Recently, a cybersecurity
expert told a story on the radio about finishing a lecture on that topic. As he
walked off the stage he saw a short message asking him to look over a document.
He said he was about to click on the link when his Spidey-sense started
tingling, and he then realized it was an example of spear phishing. If an expert can be nearly fooled, it can
happen to anyone.
The key to preventing these
types of attacks is user education, especially about email and the use of
mobile devices. Tell users:
- Be very careful about opening emails or
texts with messages such as “Hey check this out” or “Can you look this
over” with no other context. Techniques such as spear phishing play on our
natural tendencies to connect or to help others. When in doubt, users
should ask a co-worker to review. They should also forward fake messages
to IT to make them aware of the issue.
- Never connect to an unsecured Wi-Fi
network in a public location. It may be more convenient to connect
directly than to go to the counter and ask for a password, but it’s not
uncommon for cybercriminals to set up a Wi-Fi connection that appears to
be provided by the business. Once users log onto that network,
cybercriminals can see/capture all the data that passes through them and
use key loggers to capture passwords for future intrusions.
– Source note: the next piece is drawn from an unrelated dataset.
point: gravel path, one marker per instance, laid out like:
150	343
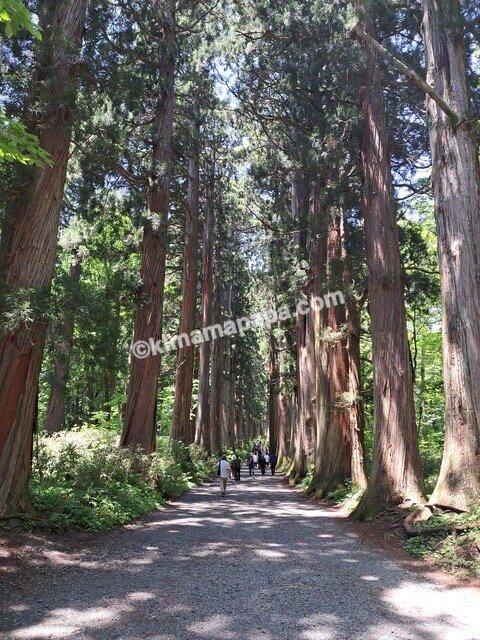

- Don’t react or respond to messages
claiming to be from the IRS, FBI or some other government agency –
especially if there is an urgent time factor attached to it. That’s not
how government agencies operate. Again, the proper reaction is to either
delete the email or ask a co-worker to give it a look and forward to IT so
they can address any security holes.
- Never leave downloaded PHI on any
device. Lost or stolen devices with PHI become a cornucopia for
cybercriminals. Users should close all sessions when they are finished,
preferably before they leave the facility. If they are reviewing data
remotely, be sure to close the session and the application.
- Never store passwords on a device. Yes,
it’s inconvenient to have to enter a password each time users want to
access an applications, but better that than leaving a wide open entryway
into the network.
Finally, when it comes to
security, users should be pessimistic in their approach. Assume any unusual
emails or texts are attempts to breach the network, and any unsecured Wi-Fi
networks are being used to steal data.